More and more people are asking that last question in recent years as Arsenal haven’t won the league title in the last four seasons. In a culture where winners are glorified and everyone else is looked down on, and in a league where managers are fired on a regular basis for missing their targets by an inch, Wenger isn’t concerned.
“For me, when you’re in a big club, the important thing is that you are fighting for the title. Is finishing 12th and winning the League Cup a successful season for us? I don’t think so.
You see the real quality of a team after 38 games – in the League Cup, or the FA Cup, if you win five games you can be in the final. Does that tell you the real quality? No, because real quality only comes out in the championship.
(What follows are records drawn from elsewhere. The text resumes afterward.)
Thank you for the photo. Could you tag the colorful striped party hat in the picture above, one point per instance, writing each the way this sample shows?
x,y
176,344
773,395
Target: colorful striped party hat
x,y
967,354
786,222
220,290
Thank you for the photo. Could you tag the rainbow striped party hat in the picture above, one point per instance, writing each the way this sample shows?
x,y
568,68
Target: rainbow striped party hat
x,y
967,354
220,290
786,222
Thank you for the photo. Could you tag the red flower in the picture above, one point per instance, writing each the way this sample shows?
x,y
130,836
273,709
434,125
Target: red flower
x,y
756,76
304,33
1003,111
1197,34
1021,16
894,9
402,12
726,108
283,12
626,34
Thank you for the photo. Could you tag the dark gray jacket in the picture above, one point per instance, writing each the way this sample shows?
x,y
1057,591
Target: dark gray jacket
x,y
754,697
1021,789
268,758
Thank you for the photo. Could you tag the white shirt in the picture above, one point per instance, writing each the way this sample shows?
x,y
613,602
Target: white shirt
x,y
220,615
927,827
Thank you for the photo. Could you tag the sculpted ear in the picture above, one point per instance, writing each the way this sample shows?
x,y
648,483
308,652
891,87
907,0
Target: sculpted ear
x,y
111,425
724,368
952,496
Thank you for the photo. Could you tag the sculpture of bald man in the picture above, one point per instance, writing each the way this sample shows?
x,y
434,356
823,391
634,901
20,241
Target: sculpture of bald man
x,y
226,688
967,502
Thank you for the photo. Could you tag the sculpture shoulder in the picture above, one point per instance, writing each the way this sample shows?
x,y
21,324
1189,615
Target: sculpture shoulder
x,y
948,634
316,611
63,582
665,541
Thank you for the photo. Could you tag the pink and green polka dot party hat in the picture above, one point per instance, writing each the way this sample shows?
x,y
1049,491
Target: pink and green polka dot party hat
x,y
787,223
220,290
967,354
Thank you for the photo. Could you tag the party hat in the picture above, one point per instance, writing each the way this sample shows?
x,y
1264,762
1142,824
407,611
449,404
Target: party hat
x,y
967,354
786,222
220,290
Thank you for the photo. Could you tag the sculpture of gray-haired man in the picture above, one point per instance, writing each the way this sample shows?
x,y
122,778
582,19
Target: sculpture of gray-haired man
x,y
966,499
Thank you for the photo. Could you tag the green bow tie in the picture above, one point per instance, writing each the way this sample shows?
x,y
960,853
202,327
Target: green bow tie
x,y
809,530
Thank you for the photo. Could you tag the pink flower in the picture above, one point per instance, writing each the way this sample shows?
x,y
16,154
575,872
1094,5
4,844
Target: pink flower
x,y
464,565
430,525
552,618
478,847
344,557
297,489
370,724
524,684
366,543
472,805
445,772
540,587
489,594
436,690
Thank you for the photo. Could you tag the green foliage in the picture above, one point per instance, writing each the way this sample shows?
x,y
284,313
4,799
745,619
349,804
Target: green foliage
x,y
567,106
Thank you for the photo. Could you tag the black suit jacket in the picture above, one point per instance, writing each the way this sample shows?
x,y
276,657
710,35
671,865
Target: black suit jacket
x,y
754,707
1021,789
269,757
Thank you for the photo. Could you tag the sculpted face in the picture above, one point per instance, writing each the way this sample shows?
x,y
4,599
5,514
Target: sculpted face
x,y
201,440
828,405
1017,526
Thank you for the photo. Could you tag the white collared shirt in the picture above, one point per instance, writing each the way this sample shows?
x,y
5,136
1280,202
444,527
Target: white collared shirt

If you don’t win the league, of course you are frustrated but the levels are very high – possibly the highest in the world – and two or three points is not a big gap. We finished with 83 points last season and everywhere else in Europe, that would have made us champions.”
The ‘champions everywhere else in Europe’ bit is irrelevant (you’re not playing anywhere else in Europe, you’re playing in England) but everything else makes perfect sense. If Arsenal had finished 4th and struggled to make it there, it would have been cause for concern. However, we saw the Gunners make a massive improvement at league level and despite the departures there’s a good chance that they will be in the hunt for the league title come Christmas.
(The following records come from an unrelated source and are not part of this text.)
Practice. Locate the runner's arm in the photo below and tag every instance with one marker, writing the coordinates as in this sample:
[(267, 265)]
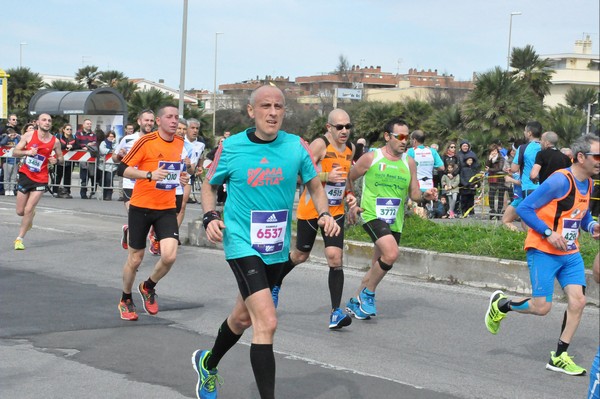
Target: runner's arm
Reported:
[(556, 186), (415, 192), (211, 220), (19, 150)]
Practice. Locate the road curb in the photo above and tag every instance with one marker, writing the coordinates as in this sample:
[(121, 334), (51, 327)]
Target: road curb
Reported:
[(473, 271)]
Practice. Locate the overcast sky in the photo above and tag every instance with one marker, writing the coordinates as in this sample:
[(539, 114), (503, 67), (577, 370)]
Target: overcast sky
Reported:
[(290, 38)]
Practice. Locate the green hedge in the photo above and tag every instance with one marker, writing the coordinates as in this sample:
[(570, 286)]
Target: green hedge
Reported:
[(470, 238)]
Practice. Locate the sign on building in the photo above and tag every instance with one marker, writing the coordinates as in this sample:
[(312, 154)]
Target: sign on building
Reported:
[(350, 94)]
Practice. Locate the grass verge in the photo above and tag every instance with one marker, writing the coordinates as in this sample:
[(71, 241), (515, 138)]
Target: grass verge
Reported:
[(469, 238)]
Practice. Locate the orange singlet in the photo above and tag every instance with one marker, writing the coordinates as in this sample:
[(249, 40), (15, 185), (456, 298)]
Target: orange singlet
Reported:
[(335, 191), (563, 215)]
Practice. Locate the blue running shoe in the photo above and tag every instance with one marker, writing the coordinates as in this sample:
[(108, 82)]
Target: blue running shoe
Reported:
[(275, 295), (206, 387), (339, 319), (366, 301), (353, 308)]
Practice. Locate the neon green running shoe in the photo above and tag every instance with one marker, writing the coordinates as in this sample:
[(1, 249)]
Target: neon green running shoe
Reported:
[(564, 364), (493, 316), (19, 246)]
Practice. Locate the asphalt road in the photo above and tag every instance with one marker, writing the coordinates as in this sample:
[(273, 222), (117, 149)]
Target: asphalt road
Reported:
[(61, 335)]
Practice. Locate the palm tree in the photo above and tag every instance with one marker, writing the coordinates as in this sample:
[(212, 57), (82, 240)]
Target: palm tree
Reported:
[(22, 85), (416, 112), (111, 78), (445, 124), (342, 68), (498, 106), (372, 117), (64, 85), (569, 123), (88, 76), (535, 72), (579, 97), (126, 88)]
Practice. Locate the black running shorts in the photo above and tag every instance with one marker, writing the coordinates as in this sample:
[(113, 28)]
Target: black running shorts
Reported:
[(378, 228), (25, 184), (141, 219), (127, 193), (306, 233), (178, 202), (253, 274)]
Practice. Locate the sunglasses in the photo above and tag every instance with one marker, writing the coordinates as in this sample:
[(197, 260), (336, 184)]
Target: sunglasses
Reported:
[(594, 155), (399, 136), (347, 126)]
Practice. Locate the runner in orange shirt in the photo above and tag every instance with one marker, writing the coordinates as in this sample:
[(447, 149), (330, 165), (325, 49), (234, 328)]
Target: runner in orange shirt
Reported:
[(155, 162), (333, 153)]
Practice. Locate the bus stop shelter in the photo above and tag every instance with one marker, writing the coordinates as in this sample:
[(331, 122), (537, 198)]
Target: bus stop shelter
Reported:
[(105, 106)]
Winning the League Cup (Tottenham) or winning the Champions League (Liverpool) is great but hardly a measure of quality for a team whose ambitions lie in league positions (Tottenham want to play in the Champions League, Liverpool want to win the Premier League). Ultimately, a manager is going to be judged by how they do in the league and whether they’re in a position to meet their goals or thereabouts every season or not.
Chelsea had a different issue – Grant was disposed of not because he ‘failed’ in the league but because the players never respected him the way they respect Mourinho and Scolari. However, the margin for error is still small at Chelsea and one of Scolari’s targets would be to win the league in the 2 years his contract runs for. If Chelsea are finishing 3rd in both seasons there’s a chance of Scolari being dismissed – even if giving the gaffer more time at the club is the foundation for building a successful team (ask Ferguson).
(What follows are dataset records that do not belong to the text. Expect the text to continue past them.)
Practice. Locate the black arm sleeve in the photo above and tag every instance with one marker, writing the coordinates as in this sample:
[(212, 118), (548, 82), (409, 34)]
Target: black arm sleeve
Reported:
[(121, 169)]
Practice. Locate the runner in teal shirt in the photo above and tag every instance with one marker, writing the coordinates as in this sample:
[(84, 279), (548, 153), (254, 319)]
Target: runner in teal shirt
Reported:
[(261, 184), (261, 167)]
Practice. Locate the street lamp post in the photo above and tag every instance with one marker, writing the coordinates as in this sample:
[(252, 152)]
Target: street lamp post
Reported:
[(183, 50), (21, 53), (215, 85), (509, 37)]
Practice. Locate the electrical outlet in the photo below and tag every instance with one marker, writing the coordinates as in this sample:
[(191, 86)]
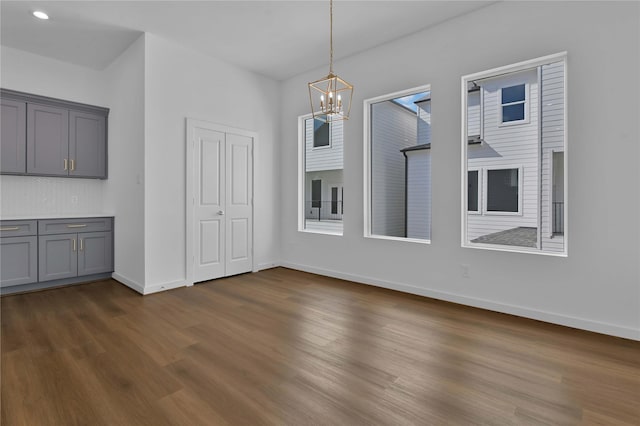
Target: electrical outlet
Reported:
[(464, 269)]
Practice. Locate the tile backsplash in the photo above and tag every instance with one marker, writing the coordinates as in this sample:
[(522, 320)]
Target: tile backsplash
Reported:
[(38, 196)]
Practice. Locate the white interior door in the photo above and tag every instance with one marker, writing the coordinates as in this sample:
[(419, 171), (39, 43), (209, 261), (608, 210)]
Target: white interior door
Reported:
[(239, 215), (220, 219), (209, 199)]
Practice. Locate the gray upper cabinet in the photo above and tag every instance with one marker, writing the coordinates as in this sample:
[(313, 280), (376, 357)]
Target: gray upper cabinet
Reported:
[(52, 137), (47, 140), (13, 149), (87, 145)]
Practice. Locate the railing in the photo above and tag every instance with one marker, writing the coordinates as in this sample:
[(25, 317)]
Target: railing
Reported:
[(558, 217), (324, 210)]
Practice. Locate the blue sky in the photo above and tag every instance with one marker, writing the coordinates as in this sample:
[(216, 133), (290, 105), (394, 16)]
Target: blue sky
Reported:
[(408, 101)]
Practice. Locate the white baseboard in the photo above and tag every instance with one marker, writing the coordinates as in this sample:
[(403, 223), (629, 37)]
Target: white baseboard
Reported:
[(266, 265), (129, 283), (148, 289), (550, 317), (164, 286)]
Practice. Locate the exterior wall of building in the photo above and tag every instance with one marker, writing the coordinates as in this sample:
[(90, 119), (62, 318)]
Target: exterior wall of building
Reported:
[(507, 146)]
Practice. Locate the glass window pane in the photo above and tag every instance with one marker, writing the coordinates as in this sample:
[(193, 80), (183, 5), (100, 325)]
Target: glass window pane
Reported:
[(513, 94), (512, 112), (472, 191), (320, 133), (502, 190)]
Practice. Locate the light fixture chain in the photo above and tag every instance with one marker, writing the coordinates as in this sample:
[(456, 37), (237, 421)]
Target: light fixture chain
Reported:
[(331, 36)]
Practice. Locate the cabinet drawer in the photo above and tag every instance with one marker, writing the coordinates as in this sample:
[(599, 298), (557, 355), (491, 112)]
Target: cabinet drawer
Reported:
[(72, 226), (18, 228)]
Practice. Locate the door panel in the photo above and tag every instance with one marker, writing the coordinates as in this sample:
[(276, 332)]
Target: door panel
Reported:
[(209, 191), (95, 253), (13, 145), (239, 204), (47, 140), (58, 257), (19, 260), (87, 145)]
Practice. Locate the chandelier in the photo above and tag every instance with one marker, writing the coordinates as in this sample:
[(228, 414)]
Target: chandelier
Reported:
[(330, 96)]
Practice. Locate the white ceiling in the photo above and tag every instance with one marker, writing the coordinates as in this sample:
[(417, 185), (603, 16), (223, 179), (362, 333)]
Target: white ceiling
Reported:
[(278, 39)]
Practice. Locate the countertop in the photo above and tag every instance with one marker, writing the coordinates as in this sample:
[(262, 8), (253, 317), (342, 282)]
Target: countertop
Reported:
[(56, 216)]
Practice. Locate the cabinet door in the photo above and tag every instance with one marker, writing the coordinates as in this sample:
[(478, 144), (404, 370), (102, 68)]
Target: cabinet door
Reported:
[(95, 253), (13, 142), (19, 260), (47, 140), (87, 145), (58, 257)]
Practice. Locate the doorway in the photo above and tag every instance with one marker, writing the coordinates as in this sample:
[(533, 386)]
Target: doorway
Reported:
[(219, 201)]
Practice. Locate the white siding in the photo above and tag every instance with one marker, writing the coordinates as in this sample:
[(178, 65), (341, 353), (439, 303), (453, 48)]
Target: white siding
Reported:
[(509, 146), (419, 194), (393, 128), (424, 122), (552, 126), (473, 114), (324, 158)]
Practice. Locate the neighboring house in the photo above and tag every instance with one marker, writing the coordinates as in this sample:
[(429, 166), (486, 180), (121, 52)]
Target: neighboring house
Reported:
[(324, 170), (418, 175), (394, 128)]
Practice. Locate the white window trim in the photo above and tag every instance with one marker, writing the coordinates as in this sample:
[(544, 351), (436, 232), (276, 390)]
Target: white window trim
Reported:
[(479, 189), (526, 119), (485, 190), (319, 148), (367, 162), (464, 82), (302, 147)]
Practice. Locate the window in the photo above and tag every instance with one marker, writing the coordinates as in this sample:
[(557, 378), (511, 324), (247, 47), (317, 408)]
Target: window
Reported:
[(398, 167), (514, 178), (320, 171), (502, 190), (513, 103), (321, 134), (473, 191), (316, 193)]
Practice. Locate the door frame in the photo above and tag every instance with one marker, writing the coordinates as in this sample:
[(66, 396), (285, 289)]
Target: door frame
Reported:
[(190, 171)]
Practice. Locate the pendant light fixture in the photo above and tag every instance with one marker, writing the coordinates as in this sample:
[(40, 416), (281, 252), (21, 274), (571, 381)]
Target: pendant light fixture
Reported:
[(330, 96)]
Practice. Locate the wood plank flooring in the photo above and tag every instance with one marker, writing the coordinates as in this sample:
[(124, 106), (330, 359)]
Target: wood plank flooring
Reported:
[(282, 347)]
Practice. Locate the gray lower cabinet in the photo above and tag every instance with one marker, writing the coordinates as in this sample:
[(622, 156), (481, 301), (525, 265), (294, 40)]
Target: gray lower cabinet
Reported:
[(13, 146), (19, 260), (34, 251), (64, 252)]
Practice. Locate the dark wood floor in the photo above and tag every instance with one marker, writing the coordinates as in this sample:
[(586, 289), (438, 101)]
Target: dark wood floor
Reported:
[(283, 347)]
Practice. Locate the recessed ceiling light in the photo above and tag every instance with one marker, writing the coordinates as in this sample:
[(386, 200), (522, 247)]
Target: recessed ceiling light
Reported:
[(40, 14)]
Tottenham and Liverpool? Both clubs with high ambitions but not ‘getting there.’ Spurs will need to give Ramos more time and Liverpool will need to give Rafa more money if both clubs are to realise their targets.
At the end of the day though, Wenger’s position remains the safest of all 4 – if only because Arsenal are content on taking the slow but steady approach to the top. It’s worked before, and it’s bound to work again. It’s only a matter of time – time which other managers rarely get in the Premier League.